Beijing Kunlun buys 60 per cent of US dating app Grindr

Men watch the Annual Gay Pride Parade as they hold rainbow flags in Tel-Aviv, June 12, 2015.
PHOTO: China Daily/ANN

Chinese Internet game developer Beijing Kunlun Tech Co has purchased a controlling stake in US gay dating application Grindr to broaden its product portfolio and add new revenue streams.

Beijing Kunlun paid $93 million (S$133 million) in cash for a 60 per cent share in New Grindr LLC, which values the six-year-old startup at $155 million. Consequent to the announcement, Beijing Kunlun shares climbed by the maximum daily 10 per cent limit on Tuesday to 36.47 yuan (S$8) on the Shenzhen Stock Exchange.

Grindr has 10.5 million users in more than 196 countries and regions, with 30 per cent of them from the United States. The Los Angeles-based mobile app matches users based on location and personal photos.

Beijing Kunlun said in a statement that the deal is part of its broad efforts to build an ecosystem where users of its gaming, social networking and Internet finance services can be mutually converted and grow in parallel.

In June, Beijing Kunlun bought a 20 per cent stake in United Kingdom-based mortgage lender LendInvest Ltd for $34 million.

Joel Simkhai, founder and CEO of Grindr, said in a statement: "Our new alliance will allow us to further expand and offer a more comprehensive array of proximity-based services."

It is not clear whether Beijing Kunlun will help bring Grindr to China. The two companies were not immediately available for comments.

Chen Jingyi, a public relation official at Beijing Kunlun, said: "We will help bring Grindr to China and other Asian markets where our mobile games are popular."

Chen Xu, an analyst at Beijing-based Internet consultancy Analysys International, said Beijing Kunlun is quite interested in Grindr's global reach, especially its Western user base which can help the company expand its international presence.

"Most gaming enthusiasts are male users and the gay social-networking site offers a big pool of potential foreign consumers for Beijing Kunlun," he said.

The deal came as the country is undergoing a rapid change in public attitudes toward homosexuality and a number of mobile apps are emerging to meet the group's social networking demands.

Geng Le, CEO of Blued, a Chinese gay social-networking app, said: "I was surprised that the stock market responded so positively to the news."

"At first, we thought it was possible for companies like us to go public only in the US, but now it seems that the domestic capital market is equally open and promising."

When asked about the competition from Grindr, Geng said: "I don't worry about it. Grindr will find it quite difficult to enter into China given the sharp cultural differences. Besides, it is already having difficulty in Asian markets like Japan and South Korea."

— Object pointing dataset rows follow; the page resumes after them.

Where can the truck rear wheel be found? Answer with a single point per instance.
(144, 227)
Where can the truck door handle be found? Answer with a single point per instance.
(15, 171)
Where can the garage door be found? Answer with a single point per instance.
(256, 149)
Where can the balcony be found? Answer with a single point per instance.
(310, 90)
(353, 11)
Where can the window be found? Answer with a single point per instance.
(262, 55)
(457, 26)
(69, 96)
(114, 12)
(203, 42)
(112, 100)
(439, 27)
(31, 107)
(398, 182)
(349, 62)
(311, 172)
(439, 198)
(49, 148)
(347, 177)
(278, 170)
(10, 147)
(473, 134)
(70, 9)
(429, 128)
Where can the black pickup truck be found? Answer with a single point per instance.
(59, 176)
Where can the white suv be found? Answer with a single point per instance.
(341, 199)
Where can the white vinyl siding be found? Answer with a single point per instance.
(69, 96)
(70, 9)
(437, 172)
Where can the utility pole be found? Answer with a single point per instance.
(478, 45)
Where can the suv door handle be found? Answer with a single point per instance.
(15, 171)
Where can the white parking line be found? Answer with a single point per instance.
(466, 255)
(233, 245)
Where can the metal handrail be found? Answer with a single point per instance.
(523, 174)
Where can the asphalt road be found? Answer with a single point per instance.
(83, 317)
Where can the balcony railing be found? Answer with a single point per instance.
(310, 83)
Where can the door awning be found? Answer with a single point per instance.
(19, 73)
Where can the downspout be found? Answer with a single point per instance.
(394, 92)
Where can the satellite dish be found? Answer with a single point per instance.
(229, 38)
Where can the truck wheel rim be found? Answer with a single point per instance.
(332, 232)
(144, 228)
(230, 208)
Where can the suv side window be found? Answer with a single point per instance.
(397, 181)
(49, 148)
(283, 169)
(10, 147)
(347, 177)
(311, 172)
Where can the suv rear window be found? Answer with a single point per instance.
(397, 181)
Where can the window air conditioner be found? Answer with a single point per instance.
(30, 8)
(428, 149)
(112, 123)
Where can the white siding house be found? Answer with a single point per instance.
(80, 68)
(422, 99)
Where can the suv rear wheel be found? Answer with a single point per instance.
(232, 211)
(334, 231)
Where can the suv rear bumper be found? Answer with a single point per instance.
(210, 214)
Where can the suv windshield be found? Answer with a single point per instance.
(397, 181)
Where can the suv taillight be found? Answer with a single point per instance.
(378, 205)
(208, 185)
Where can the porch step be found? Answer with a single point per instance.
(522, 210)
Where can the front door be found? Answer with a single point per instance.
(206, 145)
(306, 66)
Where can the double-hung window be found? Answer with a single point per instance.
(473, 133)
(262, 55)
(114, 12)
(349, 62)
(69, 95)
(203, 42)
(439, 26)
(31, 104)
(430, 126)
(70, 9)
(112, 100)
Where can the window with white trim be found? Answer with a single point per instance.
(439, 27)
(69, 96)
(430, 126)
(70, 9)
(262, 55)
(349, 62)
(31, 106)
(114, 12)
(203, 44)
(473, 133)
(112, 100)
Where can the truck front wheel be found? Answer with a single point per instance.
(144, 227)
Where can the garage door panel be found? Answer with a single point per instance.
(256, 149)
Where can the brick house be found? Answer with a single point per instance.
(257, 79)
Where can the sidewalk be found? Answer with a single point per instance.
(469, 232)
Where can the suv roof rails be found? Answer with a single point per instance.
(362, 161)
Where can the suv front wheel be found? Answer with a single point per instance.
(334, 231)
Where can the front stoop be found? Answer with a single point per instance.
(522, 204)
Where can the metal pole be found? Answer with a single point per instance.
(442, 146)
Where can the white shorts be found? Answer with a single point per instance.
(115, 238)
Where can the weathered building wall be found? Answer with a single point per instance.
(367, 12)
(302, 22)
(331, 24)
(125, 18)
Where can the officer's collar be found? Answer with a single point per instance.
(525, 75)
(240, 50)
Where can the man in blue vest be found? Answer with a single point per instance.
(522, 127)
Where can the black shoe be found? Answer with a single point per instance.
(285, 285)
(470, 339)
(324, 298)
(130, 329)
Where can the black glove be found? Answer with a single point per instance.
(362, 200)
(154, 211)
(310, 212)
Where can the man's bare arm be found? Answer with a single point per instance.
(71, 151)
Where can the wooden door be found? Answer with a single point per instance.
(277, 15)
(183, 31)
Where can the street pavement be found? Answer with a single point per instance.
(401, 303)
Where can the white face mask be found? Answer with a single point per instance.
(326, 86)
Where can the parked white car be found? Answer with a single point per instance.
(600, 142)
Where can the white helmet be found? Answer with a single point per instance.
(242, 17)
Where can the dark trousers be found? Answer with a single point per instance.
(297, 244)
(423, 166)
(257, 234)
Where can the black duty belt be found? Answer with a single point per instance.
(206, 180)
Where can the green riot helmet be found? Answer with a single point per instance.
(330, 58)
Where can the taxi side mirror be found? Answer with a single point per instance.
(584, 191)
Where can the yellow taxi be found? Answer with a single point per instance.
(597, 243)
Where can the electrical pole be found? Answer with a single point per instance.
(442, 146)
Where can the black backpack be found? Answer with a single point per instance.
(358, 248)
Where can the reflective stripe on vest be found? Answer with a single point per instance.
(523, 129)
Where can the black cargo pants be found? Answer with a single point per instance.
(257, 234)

Started in 2012, Blued currently has 22 million users and secured funding from venture capital firm DCM Ventures.

Other players such as GeeYuu and lesbian social-networking sites like LesDo are also growing quickly.

According to the latest report by Coolchuan, an app tracking platform, gay social-networking apps have been downloaded at least 40 million times in China during the first half of 2015.